When I got home I set out for a bike ride. It’s been two weeks — our recent trip, the weather, the aftermath, being underneath the weather — and I have lately realized that if I don’t go, I can’t ride.

And maybe, I rationalized, this will help my nose and cough.

I set out around 6 p.m., by which time everyone has gotten to where they need to be and all of these country roads are free of traffic and it is quiet. There’s just the breeze, a perpetual headwind, the humming of the wheels, and the creaking parts of my rusty old bike. I love that feeling, those minimal sounds. Well, maybe not the creaking my bike makes.

Even the cows were quietly appreciating the silence.

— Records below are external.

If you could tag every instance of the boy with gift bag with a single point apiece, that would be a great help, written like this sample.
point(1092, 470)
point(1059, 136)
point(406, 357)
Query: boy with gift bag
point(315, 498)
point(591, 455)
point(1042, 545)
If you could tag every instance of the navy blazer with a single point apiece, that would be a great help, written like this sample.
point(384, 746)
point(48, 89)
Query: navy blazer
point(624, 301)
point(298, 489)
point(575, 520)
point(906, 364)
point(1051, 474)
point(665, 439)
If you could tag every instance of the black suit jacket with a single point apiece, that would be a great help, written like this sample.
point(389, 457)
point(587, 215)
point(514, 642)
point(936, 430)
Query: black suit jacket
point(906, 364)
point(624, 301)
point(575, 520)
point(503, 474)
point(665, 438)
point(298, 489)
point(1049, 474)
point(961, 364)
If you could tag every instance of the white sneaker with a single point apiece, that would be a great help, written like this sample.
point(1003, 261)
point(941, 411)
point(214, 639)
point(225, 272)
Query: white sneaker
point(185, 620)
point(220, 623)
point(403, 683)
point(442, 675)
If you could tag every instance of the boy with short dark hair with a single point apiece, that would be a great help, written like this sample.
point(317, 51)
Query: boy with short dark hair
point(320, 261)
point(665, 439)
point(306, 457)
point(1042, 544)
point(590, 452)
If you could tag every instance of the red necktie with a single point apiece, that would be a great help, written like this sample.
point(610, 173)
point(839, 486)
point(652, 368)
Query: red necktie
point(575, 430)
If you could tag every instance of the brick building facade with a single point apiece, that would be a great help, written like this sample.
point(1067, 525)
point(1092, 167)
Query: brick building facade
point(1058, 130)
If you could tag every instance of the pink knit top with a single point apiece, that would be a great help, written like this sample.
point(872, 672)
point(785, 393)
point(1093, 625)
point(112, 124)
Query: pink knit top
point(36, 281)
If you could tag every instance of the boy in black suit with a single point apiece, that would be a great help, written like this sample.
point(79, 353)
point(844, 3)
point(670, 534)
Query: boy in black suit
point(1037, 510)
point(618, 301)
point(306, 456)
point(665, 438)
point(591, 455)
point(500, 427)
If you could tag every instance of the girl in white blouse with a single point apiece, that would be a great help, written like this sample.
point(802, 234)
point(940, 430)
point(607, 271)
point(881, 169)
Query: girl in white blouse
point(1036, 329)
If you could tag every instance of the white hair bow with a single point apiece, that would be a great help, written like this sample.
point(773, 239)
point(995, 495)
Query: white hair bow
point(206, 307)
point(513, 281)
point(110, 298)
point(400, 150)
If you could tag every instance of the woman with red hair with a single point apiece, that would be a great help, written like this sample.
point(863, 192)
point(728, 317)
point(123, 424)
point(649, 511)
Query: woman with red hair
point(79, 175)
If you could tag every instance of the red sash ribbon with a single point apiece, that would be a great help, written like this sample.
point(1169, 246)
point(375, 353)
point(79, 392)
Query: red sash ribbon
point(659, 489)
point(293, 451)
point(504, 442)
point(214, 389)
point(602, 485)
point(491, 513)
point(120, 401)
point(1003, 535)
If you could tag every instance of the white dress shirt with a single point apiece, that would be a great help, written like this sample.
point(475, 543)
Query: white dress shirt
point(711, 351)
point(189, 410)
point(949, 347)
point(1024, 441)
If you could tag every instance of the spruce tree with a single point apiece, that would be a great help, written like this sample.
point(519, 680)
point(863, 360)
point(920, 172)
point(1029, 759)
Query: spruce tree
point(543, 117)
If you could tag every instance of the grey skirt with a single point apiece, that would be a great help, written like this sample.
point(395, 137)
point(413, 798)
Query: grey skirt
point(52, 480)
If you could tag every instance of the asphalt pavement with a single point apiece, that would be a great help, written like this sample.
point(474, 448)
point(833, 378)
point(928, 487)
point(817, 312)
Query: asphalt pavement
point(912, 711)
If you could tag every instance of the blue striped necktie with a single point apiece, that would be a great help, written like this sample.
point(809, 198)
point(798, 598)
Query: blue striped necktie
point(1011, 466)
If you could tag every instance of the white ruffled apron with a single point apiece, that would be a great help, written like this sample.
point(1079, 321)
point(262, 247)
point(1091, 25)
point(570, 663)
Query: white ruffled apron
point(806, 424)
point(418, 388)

This was the big traffic jam, and not the biggest tractor I saw.

Not too long after that, I had a flat. Rear tire, and there was no inflating the dead tube to limp home. So there I stood, swapping out Contis, pumping, and failing at pumping, until I was finally able to get a little air in the new tube. I need to add a mini-pump to the things I need to buy. Mine is almost 12 years old, I guess, and it’s served it’s purpose. Hand pumps fit in the pocket. They are small; they are light. Most won’t fully inflate a new tube. What you get is enough air to ride carefully home. And a good bicep workout. This one has become a frustration. It seems now I have to hold it just so to get any air into the tube at all. Just another thing on the list of old and worn out things I need to replace. It’s a list that’s now far too long.

The scene of the re-inflation … sort of.

So now I’m shopping for a pump. If anyone has any recommendations, or wants to buy one for me, the key features are they must fit in a jersey pocket, and it shouldn’t make me want to quit riding bikes when I have to use the thing.